NPOs Wishing To Be Listed Must Have Spent At Least Rs 50,000 In The Previous
September 21, 2022: NPOs wishing to be listed must have spent at least Rs 50,000 in the previous
financial year and at least Rs 10,000 in the previous financial year.
On September 19, the Securities and Exchange Board of India (SEBI), the market regulator, approved a framework for the Social Stock Exchange (SSE) to allow listing of non-profit organizations (NPOs).
His NPOs wishing to list must be registered as non-profit organizations and the registration certificate must be valid for the next 12 months, SEBI explained in the circular.
A company may be incorporated as a “charity trust registered under the charitable trust laws of the relevant state” or under the Social Registration Act 1860 or the Indian Trusts Act 1882 or as a corporation under section 8 of the Companies Act 2013 must be registered and Beware of circulation.
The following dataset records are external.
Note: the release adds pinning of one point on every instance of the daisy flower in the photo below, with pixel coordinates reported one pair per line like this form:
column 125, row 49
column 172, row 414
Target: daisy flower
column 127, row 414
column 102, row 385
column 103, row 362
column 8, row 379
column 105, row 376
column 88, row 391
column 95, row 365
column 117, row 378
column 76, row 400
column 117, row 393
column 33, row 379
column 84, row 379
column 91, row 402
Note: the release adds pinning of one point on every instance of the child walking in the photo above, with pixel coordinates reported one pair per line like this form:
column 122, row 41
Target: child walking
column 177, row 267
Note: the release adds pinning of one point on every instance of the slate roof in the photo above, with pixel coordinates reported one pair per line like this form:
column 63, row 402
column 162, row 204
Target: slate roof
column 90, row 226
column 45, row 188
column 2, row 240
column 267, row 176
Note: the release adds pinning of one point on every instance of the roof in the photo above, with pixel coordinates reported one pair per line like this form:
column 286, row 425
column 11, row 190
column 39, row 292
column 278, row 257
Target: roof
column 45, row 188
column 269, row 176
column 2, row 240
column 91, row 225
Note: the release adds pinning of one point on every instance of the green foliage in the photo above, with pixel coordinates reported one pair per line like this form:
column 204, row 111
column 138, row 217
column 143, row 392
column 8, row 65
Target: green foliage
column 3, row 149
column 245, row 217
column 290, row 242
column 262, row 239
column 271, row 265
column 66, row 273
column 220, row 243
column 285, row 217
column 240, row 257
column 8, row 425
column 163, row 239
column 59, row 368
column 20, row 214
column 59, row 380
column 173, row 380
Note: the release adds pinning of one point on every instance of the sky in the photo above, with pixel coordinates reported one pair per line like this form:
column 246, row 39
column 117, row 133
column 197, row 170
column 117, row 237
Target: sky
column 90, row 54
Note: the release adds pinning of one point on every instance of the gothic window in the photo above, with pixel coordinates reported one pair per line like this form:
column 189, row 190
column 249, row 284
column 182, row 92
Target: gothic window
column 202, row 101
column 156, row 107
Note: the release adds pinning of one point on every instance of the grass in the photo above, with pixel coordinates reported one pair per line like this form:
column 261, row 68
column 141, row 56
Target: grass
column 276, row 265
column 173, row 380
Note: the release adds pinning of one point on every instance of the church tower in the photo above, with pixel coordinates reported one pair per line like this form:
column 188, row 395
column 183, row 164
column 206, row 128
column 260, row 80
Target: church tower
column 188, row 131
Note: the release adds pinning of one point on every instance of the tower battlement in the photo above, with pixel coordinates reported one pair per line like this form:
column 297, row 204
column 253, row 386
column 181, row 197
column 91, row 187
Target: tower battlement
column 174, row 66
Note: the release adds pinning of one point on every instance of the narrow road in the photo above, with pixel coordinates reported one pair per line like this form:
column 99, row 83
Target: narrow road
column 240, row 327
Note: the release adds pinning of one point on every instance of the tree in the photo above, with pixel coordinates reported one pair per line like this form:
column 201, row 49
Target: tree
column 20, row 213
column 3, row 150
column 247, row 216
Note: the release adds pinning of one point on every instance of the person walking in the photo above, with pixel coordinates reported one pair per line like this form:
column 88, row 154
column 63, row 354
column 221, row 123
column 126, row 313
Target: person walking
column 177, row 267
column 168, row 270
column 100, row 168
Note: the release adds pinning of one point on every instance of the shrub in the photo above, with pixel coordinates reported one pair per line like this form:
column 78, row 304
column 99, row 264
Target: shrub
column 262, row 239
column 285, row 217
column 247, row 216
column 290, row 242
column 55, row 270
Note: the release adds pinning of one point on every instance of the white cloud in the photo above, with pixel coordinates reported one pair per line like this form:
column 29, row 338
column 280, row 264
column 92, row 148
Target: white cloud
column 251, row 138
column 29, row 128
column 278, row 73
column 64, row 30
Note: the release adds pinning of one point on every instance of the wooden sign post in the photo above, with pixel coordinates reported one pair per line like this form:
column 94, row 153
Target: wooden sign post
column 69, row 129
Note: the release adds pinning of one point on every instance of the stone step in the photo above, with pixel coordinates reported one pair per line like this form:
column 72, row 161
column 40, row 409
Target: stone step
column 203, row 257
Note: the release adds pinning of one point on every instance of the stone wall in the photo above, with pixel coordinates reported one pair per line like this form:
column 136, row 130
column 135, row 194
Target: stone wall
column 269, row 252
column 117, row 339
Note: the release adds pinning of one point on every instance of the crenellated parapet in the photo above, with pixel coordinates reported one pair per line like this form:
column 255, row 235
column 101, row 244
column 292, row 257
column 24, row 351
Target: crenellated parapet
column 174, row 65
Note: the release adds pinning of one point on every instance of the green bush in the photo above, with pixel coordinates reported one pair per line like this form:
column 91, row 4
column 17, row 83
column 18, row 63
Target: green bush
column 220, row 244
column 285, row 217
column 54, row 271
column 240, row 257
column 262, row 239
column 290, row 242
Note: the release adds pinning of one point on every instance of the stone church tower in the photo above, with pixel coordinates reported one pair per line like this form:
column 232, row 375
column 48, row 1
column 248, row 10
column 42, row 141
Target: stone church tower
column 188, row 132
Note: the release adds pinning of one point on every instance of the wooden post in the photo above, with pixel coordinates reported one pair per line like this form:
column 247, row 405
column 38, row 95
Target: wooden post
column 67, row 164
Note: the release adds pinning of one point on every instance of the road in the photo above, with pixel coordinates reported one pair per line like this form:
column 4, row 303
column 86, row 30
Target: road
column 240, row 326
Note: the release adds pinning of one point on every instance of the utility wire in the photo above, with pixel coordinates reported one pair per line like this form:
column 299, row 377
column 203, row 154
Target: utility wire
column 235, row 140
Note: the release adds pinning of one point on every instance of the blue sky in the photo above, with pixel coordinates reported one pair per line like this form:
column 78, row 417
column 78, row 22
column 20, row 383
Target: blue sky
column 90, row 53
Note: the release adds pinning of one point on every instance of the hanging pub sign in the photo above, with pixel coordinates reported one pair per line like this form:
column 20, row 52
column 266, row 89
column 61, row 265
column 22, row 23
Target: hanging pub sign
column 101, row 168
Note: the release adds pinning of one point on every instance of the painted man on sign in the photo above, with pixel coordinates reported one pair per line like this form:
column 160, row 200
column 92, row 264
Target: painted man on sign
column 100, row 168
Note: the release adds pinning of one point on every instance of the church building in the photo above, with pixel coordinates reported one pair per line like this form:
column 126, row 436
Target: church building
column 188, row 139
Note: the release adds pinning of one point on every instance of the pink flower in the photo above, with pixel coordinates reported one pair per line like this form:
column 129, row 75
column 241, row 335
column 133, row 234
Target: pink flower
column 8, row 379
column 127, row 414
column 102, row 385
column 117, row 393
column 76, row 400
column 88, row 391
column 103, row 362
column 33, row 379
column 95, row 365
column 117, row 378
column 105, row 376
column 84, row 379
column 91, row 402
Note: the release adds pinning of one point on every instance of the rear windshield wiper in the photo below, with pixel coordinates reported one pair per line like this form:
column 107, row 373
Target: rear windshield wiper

NPOs must also be declared government-owned or privately owned, and the organization must be “at least three years old,” she added.
A valid 80G registration under the Income Tax Act is required as per the circular. The minimum disbursement for NPOs last year was Rs 50,000, and the minimum fund for the previous year was Rs 10,000, she added.
“SSE will prescribe the structure of the draft/final funding document under the direction of the SSE Board of Directors (SGC). SSE will host such requests on her website.” she continued SEBI.
The information SSE is tasked with collecting includes the vision of the NPO. Strategy, information about key management, financial statements for the past three years, and the risks the NPO sees in its activities.
Sebi asked for public comment on his proposed SSE in July 2020. A few days later, a panel she appointed recommended the direct listing of her NPO through bond issuance and various funding mechanisms. Developed countries such as the UK, Canada and Brazil has her SSEs.
With over 31,000 of her NPOs in India, the market size is considered large. This is his one her NPO for about 400 Indians.
A draft of the 2020 Sebi report found that SSE can help rebuild the lives of those affected by pandemics like COVID-19.
“SSE aims to unlock a large pool of social capital and encourage hybrid financial structures so that traditional capital can work with social capital to meet the immediate challenges of COVID-19″ it said.